I support baby adoption. Even I think that government should somehow stimulate citizens to take care for those babies who were left from their real parents. Because moral and ethical things are becoming worse and worse with every year, and when those thousands of children will grow up (without knowing what does it mean- to have a family)...Okey, enough with this one!
1 person likes this
@jcay_lorna (433)
• Ireland
11 Jan 09
Hi maximax8! I know of many people who are adopted. The adoptive mtoher had recently got married and hadn't had a baby yet. They adopted a baby from a lady who got pregnant by a man when her husband was in prison. I can't say that's it's easy process in the my country to adopt a baby in my country because i don't know much about the process. Anyway, the mother was really lucky to have adopted that baby because she later on had an operation on her ovary which hinders her having a baby.
@derry123 (610)
•
2 Apr 09
Yes both of my brothers have adopted boys who are now grown up .. I think its great if you have a loving stable home to offer it to a child ..
@suspenseful (40193)
• Canada
11 Jan 09
We adopted our sons when they were three months old, I gave up a baby for adoption when I was seventeen, the minister of a church in our city who is now taking an upgrade course at a seminary in the States adopted their oldest son. So far that is all the adoption I know about personally. There are probably others but our sons look so much like me, it is scary (do you really want to grow up and get a double chin and gain a lot of weight when you get to be middle aged?(
@AmbiePam (92476)
• United States
11 Jan 09
Three of my cousins were adopted. My dad's oldest brother could not have children because of a health condition his wife had. So they first adopted a boy, and then a couple years later they adopted a girl. I also have a younger cousin who was not able to have children, so she and her husband adopted a three year old boy. He is my second cousin.
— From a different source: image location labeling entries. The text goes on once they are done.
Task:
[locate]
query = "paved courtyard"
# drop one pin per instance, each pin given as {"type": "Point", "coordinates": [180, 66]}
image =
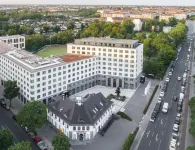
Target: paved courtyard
{"type": "Point", "coordinates": [107, 91]}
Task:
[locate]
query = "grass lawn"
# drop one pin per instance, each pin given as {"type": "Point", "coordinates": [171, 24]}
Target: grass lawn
{"type": "Point", "coordinates": [52, 50]}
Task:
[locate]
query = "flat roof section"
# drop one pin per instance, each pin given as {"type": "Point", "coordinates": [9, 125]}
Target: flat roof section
{"type": "Point", "coordinates": [72, 57]}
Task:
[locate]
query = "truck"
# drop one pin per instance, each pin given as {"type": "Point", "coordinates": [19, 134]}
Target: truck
{"type": "Point", "coordinates": [165, 107]}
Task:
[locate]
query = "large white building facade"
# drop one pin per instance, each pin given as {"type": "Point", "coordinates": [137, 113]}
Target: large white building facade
{"type": "Point", "coordinates": [119, 62]}
{"type": "Point", "coordinates": [80, 118]}
{"type": "Point", "coordinates": [17, 41]}
{"type": "Point", "coordinates": [89, 62]}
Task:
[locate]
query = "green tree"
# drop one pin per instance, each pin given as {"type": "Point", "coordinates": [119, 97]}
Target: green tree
{"type": "Point", "coordinates": [33, 115]}
{"type": "Point", "coordinates": [70, 26]}
{"type": "Point", "coordinates": [12, 32]}
{"type": "Point", "coordinates": [6, 139]}
{"type": "Point", "coordinates": [60, 142]}
{"type": "Point", "coordinates": [21, 146]}
{"type": "Point", "coordinates": [11, 90]}
{"type": "Point", "coordinates": [173, 22]}
{"type": "Point", "coordinates": [190, 148]}
{"type": "Point", "coordinates": [46, 28]}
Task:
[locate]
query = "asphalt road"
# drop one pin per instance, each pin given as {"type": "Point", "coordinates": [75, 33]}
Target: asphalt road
{"type": "Point", "coordinates": [158, 134]}
{"type": "Point", "coordinates": [7, 122]}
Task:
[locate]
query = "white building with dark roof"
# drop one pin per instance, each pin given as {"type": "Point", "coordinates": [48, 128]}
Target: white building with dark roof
{"type": "Point", "coordinates": [80, 118]}
{"type": "Point", "coordinates": [17, 41]}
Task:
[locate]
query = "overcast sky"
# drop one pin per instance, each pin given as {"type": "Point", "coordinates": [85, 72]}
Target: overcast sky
{"type": "Point", "coordinates": [103, 2]}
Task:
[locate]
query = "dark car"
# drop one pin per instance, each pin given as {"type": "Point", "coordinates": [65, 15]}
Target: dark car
{"type": "Point", "coordinates": [14, 117]}
{"type": "Point", "coordinates": [177, 121]}
{"type": "Point", "coordinates": [179, 104]}
{"type": "Point", "coordinates": [175, 98]}
{"type": "Point", "coordinates": [179, 109]}
{"type": "Point", "coordinates": [153, 116]}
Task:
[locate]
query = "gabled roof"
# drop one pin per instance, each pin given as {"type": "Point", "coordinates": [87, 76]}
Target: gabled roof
{"type": "Point", "coordinates": [92, 108]}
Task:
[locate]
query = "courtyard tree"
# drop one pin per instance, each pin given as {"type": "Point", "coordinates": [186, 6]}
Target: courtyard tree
{"type": "Point", "coordinates": [11, 90]}
{"type": "Point", "coordinates": [33, 115]}
{"type": "Point", "coordinates": [118, 91]}
{"type": "Point", "coordinates": [6, 139]}
{"type": "Point", "coordinates": [21, 146]}
{"type": "Point", "coordinates": [60, 142]}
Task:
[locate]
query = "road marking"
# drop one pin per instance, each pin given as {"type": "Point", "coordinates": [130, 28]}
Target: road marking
{"type": "Point", "coordinates": [148, 134]}
{"type": "Point", "coordinates": [161, 121]}
{"type": "Point", "coordinates": [156, 137]}
{"type": "Point", "coordinates": [159, 145]}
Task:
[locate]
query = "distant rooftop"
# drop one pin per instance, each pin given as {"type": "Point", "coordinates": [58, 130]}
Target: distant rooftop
{"type": "Point", "coordinates": [30, 61]}
{"type": "Point", "coordinates": [11, 37]}
{"type": "Point", "coordinates": [5, 47]}
{"type": "Point", "coordinates": [72, 57]}
{"type": "Point", "coordinates": [108, 42]}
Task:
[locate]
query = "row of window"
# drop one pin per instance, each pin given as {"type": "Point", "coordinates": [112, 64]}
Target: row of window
{"type": "Point", "coordinates": [105, 50]}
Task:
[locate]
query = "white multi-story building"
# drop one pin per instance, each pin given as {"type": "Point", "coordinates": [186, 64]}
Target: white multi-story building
{"type": "Point", "coordinates": [17, 41]}
{"type": "Point", "coordinates": [120, 62]}
{"type": "Point", "coordinates": [80, 118]}
{"type": "Point", "coordinates": [41, 78]}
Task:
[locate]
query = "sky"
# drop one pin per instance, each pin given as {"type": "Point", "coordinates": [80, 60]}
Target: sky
{"type": "Point", "coordinates": [103, 2]}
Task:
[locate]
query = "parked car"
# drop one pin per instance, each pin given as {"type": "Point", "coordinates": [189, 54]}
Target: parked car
{"type": "Point", "coordinates": [177, 120]}
{"type": "Point", "coordinates": [175, 98]}
{"type": "Point", "coordinates": [39, 142]}
{"type": "Point", "coordinates": [14, 117]}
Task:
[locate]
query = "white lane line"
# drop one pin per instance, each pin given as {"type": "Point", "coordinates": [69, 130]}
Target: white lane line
{"type": "Point", "coordinates": [152, 133]}
{"type": "Point", "coordinates": [149, 142]}
{"type": "Point", "coordinates": [159, 145]}
{"type": "Point", "coordinates": [156, 137]}
{"type": "Point", "coordinates": [156, 126]}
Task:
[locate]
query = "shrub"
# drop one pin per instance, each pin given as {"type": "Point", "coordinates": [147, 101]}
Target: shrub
{"type": "Point", "coordinates": [109, 97]}
{"type": "Point", "coordinates": [129, 140]}
{"type": "Point", "coordinates": [150, 100]}
{"type": "Point", "coordinates": [124, 116]}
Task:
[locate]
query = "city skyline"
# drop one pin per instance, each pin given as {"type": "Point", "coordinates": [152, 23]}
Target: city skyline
{"type": "Point", "coordinates": [102, 2]}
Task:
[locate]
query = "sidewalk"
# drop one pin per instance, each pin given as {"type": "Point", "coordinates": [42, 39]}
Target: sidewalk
{"type": "Point", "coordinates": [45, 132]}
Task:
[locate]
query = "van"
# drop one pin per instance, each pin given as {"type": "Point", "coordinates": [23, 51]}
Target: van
{"type": "Point", "coordinates": [165, 108]}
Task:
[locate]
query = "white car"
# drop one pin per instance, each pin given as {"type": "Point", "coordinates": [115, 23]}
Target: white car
{"type": "Point", "coordinates": [175, 127]}
{"type": "Point", "coordinates": [172, 146]}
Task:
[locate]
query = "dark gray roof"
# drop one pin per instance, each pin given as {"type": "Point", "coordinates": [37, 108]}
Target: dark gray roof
{"type": "Point", "coordinates": [92, 108]}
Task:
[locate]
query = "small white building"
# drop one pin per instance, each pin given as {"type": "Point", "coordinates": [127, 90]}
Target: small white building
{"type": "Point", "coordinates": [17, 41]}
{"type": "Point", "coordinates": [167, 29]}
{"type": "Point", "coordinates": [138, 24]}
{"type": "Point", "coordinates": [80, 118]}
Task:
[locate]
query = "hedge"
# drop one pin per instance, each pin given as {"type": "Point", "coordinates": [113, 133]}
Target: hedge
{"type": "Point", "coordinates": [150, 100]}
{"type": "Point", "coordinates": [124, 116]}
{"type": "Point", "coordinates": [129, 140]}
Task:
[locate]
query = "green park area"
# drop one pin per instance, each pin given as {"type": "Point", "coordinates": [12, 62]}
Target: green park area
{"type": "Point", "coordinates": [52, 50]}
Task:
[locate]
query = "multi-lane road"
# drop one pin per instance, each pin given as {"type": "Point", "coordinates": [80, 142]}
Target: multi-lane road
{"type": "Point", "coordinates": [157, 135]}
{"type": "Point", "coordinates": [6, 122]}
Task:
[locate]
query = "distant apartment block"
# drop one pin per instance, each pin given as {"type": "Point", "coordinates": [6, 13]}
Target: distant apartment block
{"type": "Point", "coordinates": [17, 41]}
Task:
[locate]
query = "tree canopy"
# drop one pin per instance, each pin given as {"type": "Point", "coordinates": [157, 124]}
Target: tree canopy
{"type": "Point", "coordinates": [33, 115]}
{"type": "Point", "coordinates": [11, 90]}
{"type": "Point", "coordinates": [21, 146]}
{"type": "Point", "coordinates": [60, 142]}
{"type": "Point", "coordinates": [6, 139]}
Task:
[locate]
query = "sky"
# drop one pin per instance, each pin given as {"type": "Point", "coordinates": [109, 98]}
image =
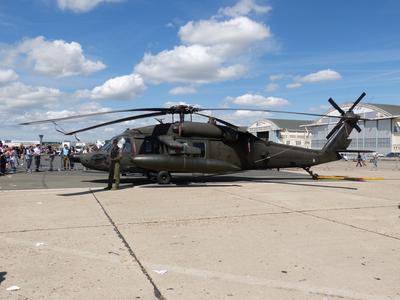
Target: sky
{"type": "Point", "coordinates": [66, 57]}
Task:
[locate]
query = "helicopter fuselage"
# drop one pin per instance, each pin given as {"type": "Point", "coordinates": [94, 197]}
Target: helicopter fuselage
{"type": "Point", "coordinates": [192, 147]}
He is seventeen now and a really nice kid.
@bombshell (11256)
• Germany
11 Jan 09
i have neighbor i know. she adopted a boy from fresh born and now he is 9 yrs old and still dont know his real mom but somehow he likes it because he is spoiled and what i have known in germany you cant adopt a child if you dont have money and no proper house to live.
@bamakelly (5191)
• United States
12 Jan 09
I also think that adoption is a great process especially here in America. There are many wonderful agencies out there to help those that want children of their own. Children need love in their lives and if someone is willing to take on being a parent to them then that is the greatest thing of all. I have known a couple of people that were adopted.
@TheCasualReporter (283)
• France
11 Jan 09
My cousin was adopted at a young age and I forgot about it until we were both adults and I was talking to him about our heritage. He said, "your heritage, you mean." I said, "well ours.. we're both half Polish.." And he said, "Not me, I'm adopted." I then remembered he was adopted and we had a discussion about how he never felt truly a part of the family, though we in the family clearly thought him blood, or at least I did. Technically I was adopted after my parents were divorced. Several years into my mom's second marriage her husband, who was already my legal guardian, adopted us for reasons still unclear to me. I never considered him my father and always referred to him by his name, not by "father" or "dad". Now they're divorced and my ex-stepdad is still my legal father and the legal grandfather of my children, and so on for eternity even though I have no emotional or biological connection with him. I've considered changing my name back to that of my biological father since I always maintained a stronger emotional connection with him but the logicstics and expense of doing so don't seem worth the effort, at least not yet.